Oh, please stop.  If a guy runs up to an airplane with big news like that, he does not include detailed explanations.  I’d accept “There was a big explosion in the propellant casting area!  Might have lost some folks.” with a followup in the book of where the casting area was and what it did.  But as written (on p.19), it almost sounds like an opera.
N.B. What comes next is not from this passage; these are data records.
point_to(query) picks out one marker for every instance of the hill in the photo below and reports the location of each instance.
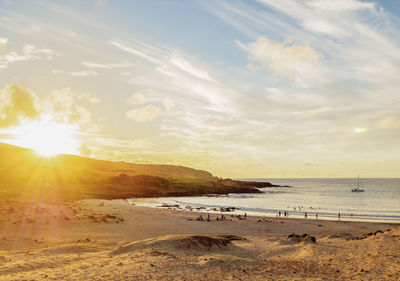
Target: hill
(25, 175)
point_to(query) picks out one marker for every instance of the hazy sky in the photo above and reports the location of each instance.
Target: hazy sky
(268, 88)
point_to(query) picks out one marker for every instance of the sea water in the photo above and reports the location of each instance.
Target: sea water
(326, 197)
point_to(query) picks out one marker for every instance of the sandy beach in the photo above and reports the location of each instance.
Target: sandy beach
(115, 240)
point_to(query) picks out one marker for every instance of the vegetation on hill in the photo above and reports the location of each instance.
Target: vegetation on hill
(25, 175)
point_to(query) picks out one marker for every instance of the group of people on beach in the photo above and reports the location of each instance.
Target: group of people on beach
(221, 218)
(244, 217)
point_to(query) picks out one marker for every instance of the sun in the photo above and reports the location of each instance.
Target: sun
(47, 137)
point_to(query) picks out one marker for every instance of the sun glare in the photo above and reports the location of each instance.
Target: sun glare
(47, 137)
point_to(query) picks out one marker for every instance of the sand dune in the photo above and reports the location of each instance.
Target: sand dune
(137, 243)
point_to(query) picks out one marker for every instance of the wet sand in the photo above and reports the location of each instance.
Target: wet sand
(115, 240)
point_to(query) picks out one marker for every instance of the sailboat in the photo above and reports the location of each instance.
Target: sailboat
(358, 188)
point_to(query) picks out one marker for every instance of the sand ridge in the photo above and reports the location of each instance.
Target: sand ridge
(138, 243)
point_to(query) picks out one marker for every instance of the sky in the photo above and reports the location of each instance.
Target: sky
(264, 88)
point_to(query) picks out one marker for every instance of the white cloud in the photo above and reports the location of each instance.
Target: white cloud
(143, 114)
(137, 98)
(84, 73)
(89, 97)
(297, 61)
(391, 122)
(340, 5)
(189, 68)
(136, 52)
(3, 43)
(29, 52)
(168, 104)
(93, 65)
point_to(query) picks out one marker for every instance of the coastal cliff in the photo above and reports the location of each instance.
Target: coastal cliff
(66, 177)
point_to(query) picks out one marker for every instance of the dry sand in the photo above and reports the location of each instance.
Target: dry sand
(113, 240)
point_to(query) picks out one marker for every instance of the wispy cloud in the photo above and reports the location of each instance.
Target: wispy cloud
(3, 43)
(84, 73)
(298, 61)
(29, 52)
(143, 114)
(93, 65)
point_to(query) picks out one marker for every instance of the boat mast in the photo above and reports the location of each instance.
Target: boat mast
(358, 181)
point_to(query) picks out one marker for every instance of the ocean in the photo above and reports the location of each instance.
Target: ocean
(326, 197)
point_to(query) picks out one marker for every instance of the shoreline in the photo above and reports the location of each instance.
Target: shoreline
(156, 202)
(114, 240)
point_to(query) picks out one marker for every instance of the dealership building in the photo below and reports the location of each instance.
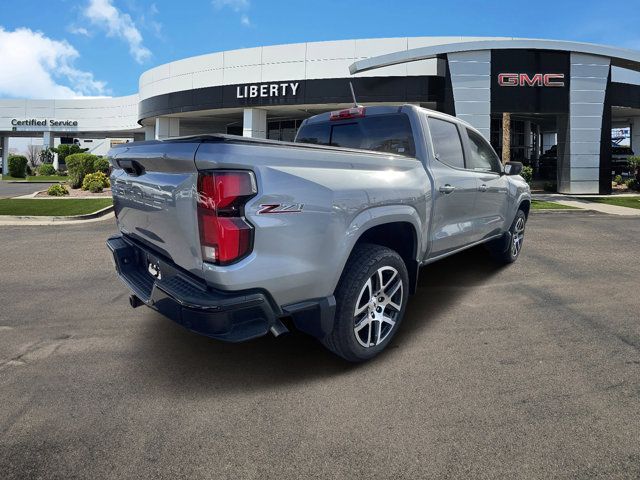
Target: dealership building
(564, 98)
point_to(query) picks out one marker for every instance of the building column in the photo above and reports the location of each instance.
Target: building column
(581, 168)
(528, 144)
(48, 142)
(167, 127)
(150, 132)
(4, 145)
(471, 84)
(254, 123)
(635, 135)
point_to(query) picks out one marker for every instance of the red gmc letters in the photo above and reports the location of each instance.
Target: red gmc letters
(536, 80)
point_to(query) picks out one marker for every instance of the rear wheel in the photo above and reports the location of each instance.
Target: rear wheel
(508, 248)
(370, 303)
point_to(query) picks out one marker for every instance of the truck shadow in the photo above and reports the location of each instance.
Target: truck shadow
(181, 361)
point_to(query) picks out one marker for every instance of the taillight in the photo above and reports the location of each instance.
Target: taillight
(355, 112)
(225, 235)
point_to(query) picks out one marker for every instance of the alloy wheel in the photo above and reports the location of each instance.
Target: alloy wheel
(378, 307)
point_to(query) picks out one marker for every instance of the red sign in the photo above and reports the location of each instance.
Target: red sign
(536, 80)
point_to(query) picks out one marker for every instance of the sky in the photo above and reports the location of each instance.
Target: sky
(68, 49)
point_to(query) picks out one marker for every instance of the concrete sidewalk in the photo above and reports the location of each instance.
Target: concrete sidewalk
(582, 202)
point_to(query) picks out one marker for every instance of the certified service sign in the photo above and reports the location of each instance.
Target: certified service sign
(43, 123)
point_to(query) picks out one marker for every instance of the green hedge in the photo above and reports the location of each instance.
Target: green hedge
(101, 164)
(46, 169)
(57, 190)
(18, 166)
(79, 165)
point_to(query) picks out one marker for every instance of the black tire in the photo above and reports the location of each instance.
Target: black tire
(503, 249)
(365, 262)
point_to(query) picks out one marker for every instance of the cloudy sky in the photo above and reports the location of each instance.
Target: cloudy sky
(66, 48)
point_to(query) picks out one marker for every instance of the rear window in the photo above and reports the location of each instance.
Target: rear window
(381, 133)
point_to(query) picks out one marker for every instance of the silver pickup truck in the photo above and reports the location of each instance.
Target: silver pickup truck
(234, 237)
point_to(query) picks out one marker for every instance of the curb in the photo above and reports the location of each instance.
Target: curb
(35, 181)
(565, 210)
(48, 220)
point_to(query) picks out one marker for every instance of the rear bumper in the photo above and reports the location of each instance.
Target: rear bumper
(232, 317)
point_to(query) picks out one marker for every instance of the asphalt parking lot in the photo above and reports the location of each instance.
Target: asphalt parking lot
(528, 371)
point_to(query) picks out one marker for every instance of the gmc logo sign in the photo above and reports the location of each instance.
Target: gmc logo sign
(537, 80)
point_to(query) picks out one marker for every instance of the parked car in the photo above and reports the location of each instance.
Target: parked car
(232, 236)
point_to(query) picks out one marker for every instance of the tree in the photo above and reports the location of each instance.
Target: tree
(33, 154)
(46, 155)
(506, 137)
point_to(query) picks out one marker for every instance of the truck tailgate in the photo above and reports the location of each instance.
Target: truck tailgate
(154, 187)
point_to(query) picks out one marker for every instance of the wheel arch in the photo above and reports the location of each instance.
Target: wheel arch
(398, 228)
(525, 206)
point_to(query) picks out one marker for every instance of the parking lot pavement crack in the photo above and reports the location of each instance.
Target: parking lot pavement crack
(38, 351)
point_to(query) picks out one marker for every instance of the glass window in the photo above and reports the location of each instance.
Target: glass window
(446, 142)
(381, 133)
(314, 133)
(482, 156)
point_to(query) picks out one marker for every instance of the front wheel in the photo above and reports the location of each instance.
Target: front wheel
(370, 303)
(508, 248)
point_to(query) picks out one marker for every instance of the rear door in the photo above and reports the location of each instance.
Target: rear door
(154, 187)
(493, 186)
(455, 189)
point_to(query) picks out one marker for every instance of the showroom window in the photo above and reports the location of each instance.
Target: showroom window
(482, 156)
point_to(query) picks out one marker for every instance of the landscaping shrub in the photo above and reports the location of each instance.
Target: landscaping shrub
(632, 184)
(101, 164)
(65, 150)
(46, 169)
(46, 155)
(57, 190)
(18, 166)
(79, 165)
(95, 182)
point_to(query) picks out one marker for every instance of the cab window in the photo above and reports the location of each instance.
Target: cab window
(446, 142)
(482, 157)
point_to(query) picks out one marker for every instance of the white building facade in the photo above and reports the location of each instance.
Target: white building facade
(563, 92)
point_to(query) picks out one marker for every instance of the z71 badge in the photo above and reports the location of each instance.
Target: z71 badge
(280, 208)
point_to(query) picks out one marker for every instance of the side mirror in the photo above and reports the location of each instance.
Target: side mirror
(512, 168)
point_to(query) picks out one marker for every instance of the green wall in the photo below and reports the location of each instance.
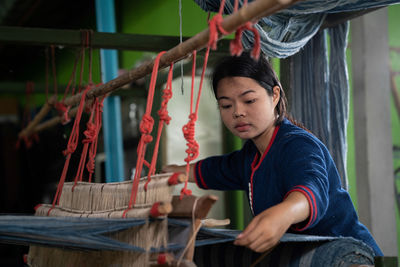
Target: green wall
(394, 41)
(158, 17)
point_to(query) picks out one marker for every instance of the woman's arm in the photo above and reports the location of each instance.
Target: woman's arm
(266, 229)
(180, 168)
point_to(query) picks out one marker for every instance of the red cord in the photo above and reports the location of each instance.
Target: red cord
(146, 126)
(215, 27)
(93, 147)
(236, 46)
(71, 146)
(163, 118)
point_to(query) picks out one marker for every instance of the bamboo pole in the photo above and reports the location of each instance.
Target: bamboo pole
(252, 12)
(395, 93)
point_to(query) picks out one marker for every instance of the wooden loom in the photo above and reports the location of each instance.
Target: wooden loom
(95, 200)
(112, 200)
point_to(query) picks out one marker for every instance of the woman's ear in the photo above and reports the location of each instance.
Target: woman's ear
(276, 95)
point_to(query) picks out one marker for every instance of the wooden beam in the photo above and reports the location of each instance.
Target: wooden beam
(252, 12)
(73, 38)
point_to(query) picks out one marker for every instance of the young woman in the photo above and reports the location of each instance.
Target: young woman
(288, 174)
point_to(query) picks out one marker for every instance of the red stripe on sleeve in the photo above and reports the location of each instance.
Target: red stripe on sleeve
(198, 169)
(313, 199)
(312, 212)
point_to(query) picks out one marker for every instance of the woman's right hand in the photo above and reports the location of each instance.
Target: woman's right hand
(173, 168)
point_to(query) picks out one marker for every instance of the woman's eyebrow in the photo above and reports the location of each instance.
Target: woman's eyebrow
(242, 94)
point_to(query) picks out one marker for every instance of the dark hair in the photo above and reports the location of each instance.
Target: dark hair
(258, 70)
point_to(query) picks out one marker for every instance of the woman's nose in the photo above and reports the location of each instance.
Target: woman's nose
(238, 112)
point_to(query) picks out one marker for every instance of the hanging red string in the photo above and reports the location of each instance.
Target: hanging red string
(164, 118)
(71, 147)
(93, 146)
(215, 27)
(236, 46)
(60, 106)
(189, 129)
(146, 126)
(90, 142)
(26, 117)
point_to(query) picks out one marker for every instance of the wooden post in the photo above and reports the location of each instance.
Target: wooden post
(372, 127)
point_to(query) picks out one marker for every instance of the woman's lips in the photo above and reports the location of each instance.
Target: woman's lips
(242, 127)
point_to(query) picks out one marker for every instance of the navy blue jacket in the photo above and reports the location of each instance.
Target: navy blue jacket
(295, 160)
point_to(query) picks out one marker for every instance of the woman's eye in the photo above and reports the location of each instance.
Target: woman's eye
(225, 106)
(250, 101)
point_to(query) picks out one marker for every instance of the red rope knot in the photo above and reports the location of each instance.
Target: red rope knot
(163, 113)
(90, 165)
(215, 28)
(63, 112)
(185, 192)
(189, 134)
(236, 46)
(90, 133)
(100, 106)
(70, 149)
(146, 126)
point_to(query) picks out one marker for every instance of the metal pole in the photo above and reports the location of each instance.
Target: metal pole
(112, 129)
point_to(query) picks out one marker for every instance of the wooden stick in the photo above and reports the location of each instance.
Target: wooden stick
(395, 93)
(184, 207)
(252, 12)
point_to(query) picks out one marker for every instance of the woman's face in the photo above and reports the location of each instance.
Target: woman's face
(246, 108)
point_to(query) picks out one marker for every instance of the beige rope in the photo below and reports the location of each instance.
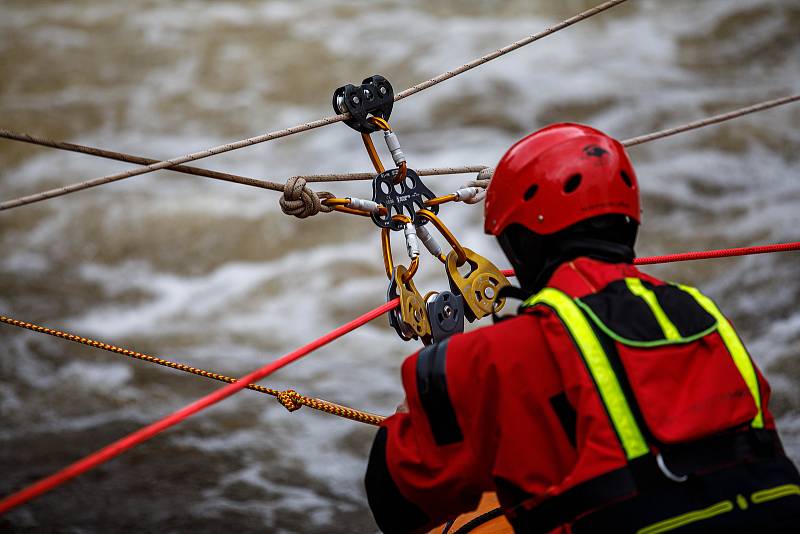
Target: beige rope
(86, 184)
(302, 202)
(139, 160)
(505, 50)
(633, 141)
(289, 398)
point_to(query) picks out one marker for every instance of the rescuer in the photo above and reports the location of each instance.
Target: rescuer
(612, 402)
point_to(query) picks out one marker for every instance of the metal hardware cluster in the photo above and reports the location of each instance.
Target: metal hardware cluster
(402, 202)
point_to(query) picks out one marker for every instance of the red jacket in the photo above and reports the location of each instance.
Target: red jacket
(512, 408)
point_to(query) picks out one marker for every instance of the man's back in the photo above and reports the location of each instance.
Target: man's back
(515, 408)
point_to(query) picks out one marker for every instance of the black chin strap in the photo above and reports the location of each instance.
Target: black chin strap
(563, 251)
(568, 249)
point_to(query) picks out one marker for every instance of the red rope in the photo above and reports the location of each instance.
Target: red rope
(722, 253)
(706, 255)
(142, 435)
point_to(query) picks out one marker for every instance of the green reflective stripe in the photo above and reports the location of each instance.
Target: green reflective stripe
(775, 493)
(635, 343)
(637, 288)
(735, 347)
(599, 367)
(685, 519)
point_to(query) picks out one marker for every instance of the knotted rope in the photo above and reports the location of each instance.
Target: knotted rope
(299, 200)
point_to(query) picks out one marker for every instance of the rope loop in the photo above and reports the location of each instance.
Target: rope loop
(290, 400)
(299, 200)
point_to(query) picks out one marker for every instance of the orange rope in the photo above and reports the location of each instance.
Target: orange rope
(290, 399)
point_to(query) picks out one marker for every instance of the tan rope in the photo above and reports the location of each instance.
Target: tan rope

A couple other points: the book is published by the University Press of Florida, so there probably wasn’t a commercial editor involved.  There may have been a professional one, but not one with an eye for making this an easy read.  And the book is co-authored by James R. Hansen, who happens to share most of a name with James E. Hansen, who works for NASA and is a big backer of global warming (and the fact that We Have To Do Something Right Now!).  The author Hansen warns us in the book’s foreword that

The account that he has put together is, yes, detailed to a fault and tremendously meticulous in the telling, because that is who he is, and that is what his engineering has all been about, and that is the only way the real truth behind the Challenger accident can ever finally come out.

Kinda rough when your co-author warns people about the finished product.  And I have a quibble about publishing engineering papers as popular books.  I found this in the local library, not in a university’s science section.  This was presented as a book for the public.  If I didn’t have a passion for space, I’d have dumped this.

I really hope I don’t feel the same way after I finish reading it.  I’m on page 80 out of about 600.